Weight and Dating- Part 4

Southern Mom is in town visiting, so I’ve been playing hostess/tourist.  While I have a few moments, I’ll continue posting in my “Weight and Dating” series.  Today we hear from Ms. Jenn and Dez.

Ms. Jenn is a 28 year old woman who is born, raised, and currently living in Washington, DC.

I’ve been in a relationship for the past 6 years, and I am a size 18.

I would like to start by saying I’m honored to render my opinions on this topic. It’s the story of my frigging life. I absolutely, positively, 100% find plus size men attractive. My first crush was Ice Cube in “Boyz in the Hood”, and we all know he was rocking a lil baby fat in ‘91. In fact it is my preference to date bigger men…could this be because I’m a bigger gal? I’ve often asked myself this, and I’ve decided that my weight has nothing to do with it. Aesthetically, I enjoy the look of a bigger man’s body, the softness of his belly, and the way his clothes fit him as opposed to just hanging on a thin frame. Again these are just my opinions not the gospel!

So since I feel this way about big men it’s obvious that I will date them. The man I’ve been dating for the past 6 years is plus sized, and I love all 280 lbs. of him! I love the way he looks in and out of his clothes and find that he pays attention to that and shows off for me!

So would I encourage him to loose weight? Only if I was ASKED to solicit my opinion! When my mate got into a car accident 2 years ago, he sustained a knee injury that kept him off work and on the couch for 6 months. Needless to say…he picked up about 25 lbs.

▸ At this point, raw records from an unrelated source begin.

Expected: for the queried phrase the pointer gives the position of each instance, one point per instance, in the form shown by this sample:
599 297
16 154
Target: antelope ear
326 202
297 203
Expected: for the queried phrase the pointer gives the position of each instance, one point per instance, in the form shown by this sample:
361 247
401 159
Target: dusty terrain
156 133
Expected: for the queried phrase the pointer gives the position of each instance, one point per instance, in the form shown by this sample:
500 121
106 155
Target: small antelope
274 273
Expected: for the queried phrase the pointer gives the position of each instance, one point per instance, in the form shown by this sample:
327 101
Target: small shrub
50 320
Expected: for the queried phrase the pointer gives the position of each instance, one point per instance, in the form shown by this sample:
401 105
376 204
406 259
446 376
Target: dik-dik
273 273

Now I didn’t mind it a bit, but he complained about the extra pounds and said it was affecting his asthma. He asked me if I would jog with him and change the cooking until he came off the weight. I did, and within weeks of doing that and him going back to work, the pounds were gone, and I was back to the regular program. I’m just saying its not about weight…its about being comfortable and confident with yourself and going for what you really like instead of being bothered with other folks’ shallow bull. Live life on your own terms and embrace all of yourself.

Dez is a 32 year old newly engaged man hailing from Hilton Head, SC that currently lives in Atlanta, GA.

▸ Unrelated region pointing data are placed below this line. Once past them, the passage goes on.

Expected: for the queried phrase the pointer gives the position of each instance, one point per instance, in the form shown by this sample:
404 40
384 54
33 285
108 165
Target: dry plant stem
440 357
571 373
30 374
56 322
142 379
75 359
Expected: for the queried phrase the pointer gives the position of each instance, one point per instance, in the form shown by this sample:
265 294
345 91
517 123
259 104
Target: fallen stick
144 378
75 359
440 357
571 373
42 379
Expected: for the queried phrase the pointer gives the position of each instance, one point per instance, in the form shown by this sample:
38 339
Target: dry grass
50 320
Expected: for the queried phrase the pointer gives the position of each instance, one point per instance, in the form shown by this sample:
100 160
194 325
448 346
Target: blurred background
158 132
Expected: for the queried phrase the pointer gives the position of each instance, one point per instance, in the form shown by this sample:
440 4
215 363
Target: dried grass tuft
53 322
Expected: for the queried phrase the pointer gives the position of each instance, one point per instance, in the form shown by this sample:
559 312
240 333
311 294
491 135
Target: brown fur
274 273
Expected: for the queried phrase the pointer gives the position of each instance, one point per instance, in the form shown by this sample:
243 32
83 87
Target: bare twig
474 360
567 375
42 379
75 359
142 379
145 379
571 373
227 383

My response to this subject is that we are living in a superficial world where everyone thinks that you need to be a certain size in order to be found attractive. Females have it extra hard because of the things that we see on television and in the movies, but for me my fiancé is not a size 6 but she has the perfect body for me. I consider my fiancé a curvy female and that is my preference. Living in Atlanta, I definitely see all kinds of shapes and sizes and a lot of females that live here actually work out non-stop. My fiancé works out in order to maintain her figure. I honestly feel that if a person wants to get in shape it should be for the right reasons, such as living a longer life, living healthier, and eating better. Getting in shape shouldn’t come as a result of trying to find someone to date.

Why is it females who are considered plus size are insecure about their appearance? I know plenty of females who are larger than their other halves, but also they are all African American as opposed to other races. African American men tend to like females that have a little size to them. In my book, I feel as long as you are happy with the way you look and you are healthy, a woman should not have to alter her looks in order to find someone to date or to be accepted into society.